This article marks my 24th for Grainews. My first article, in March of 2018, had a quote: “it’s all about buying common shares in solid companies, and holding them for a long time.” I hope you are now convinced of the validity of this approach.
Why is this simple strategy shunned by most market participants? Why does Warren Buffett fill an arena for his annual meeting, then when everyone goes home they virtually all ignore his advice and return to their trading ways? The average holding time of a publicly traded company in the U.S. was over five years in the 1970s and has declined to under eight months today. The average market participant (speculator, trader and investor) turns their portfolio completely over 1.5 times per year. The average market participant also underperforms the market by four to five per cent, achieving about half of overall market returns.
Market participants have taken to heart Mark Twain’s famous quip, “Never let the truth get in the way of a good story.” They continually ignore the facts, preferring whatever the current short-term story-line is. Currently it is about markets at all-time highs and that valuations are expensive. The first part is clearly true, but what about the second part?

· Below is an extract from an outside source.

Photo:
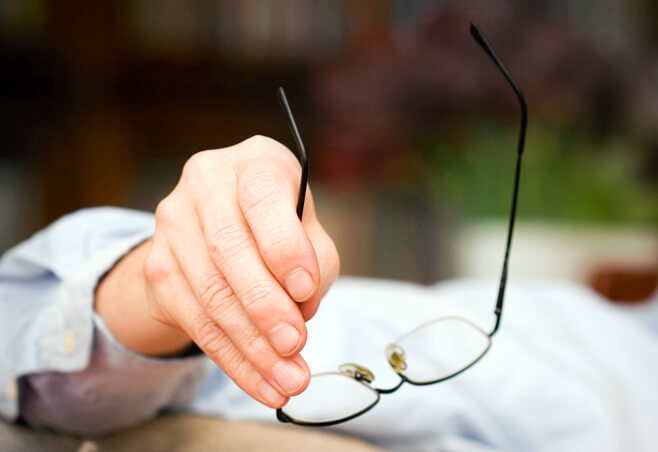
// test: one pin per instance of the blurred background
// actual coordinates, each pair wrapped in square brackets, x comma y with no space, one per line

Bank of Nova Scotia and other Canadian banks have fairly consistent earnings, as well as a consistent policy of paying about half their earnings as dividends, making them ideal for this illustration. Ten-year bond rates are a good indication of overall interest rates and a leading investment competitor to stocks. In 1993, Canadian 10-year bond rates were about eight per cent and BNS was paying about five per cent making BNS’s dividend rate about 0.63 of the 10-year bond rate.
Today BNS has a dividend yield of 4.7 per cent and 10-year bonds are about 1.7 per cent. BNS is paying an income stream about 2.75 times larger than a key competitive investment product. Even though BNS is valued slightly higher than in 1992, having a slightly lower dividend yield, relative to interest rates it is valued four times better (2.75/0.63). I would sooner buy shares in a Canadian bank and collect four to five per cent dividends that have a habit of doubling every 10 to 12 years, than lend money to the bank (or government) with a two to three per cent static yield. When you deposit money in your bank account or buy a bank GIC, you are lending the bank money. When you buy a government bond you are lending to them.
Since 1963, the 10-year U.S. bond interest rate has averaged 6.2 per cent. Today it is just 2.5 per cent. Long-term average earnings yield (earnings/price) of U.S. stocks is 6.7 per cent, similar to interest rate averages. Currently the earnings yield is 4.5 per cent, indicating above-average stock valuations, but the earnings yield has not declined nearly as dramatically as interest rates (6.7 to 4.5, versus 6.2 to 2.5). Historically stocks spend one-third of their time within five per cent of all-time highs making the current situation fairly normal.
The Canadian market is cheaper. Our current average earnings yield is about 5.7 per cent and our 10-year bonds are only 1.7 per cent. Higher earnings yield and lower interest rates are indicative of a lack of confidence in our economy, but should support stocks when confidence returns.
Short-term, stocks can move unpredictably either direction, but longer-term I would argue against the story-line that stocks are expensive. Stocks might be a little more expensive than average, but interest rates are a lot cheaper than average.
As an amateur investor with a day job, I don’t have time to turn over my portfolio 1.5 times per year. That level of activity would drive me crazy. The secret to my success and sanity has been ignoring the flavour du jour and the currently touted story-lines, while picking solid companies and holding them for long periods. Have I mentioned that already?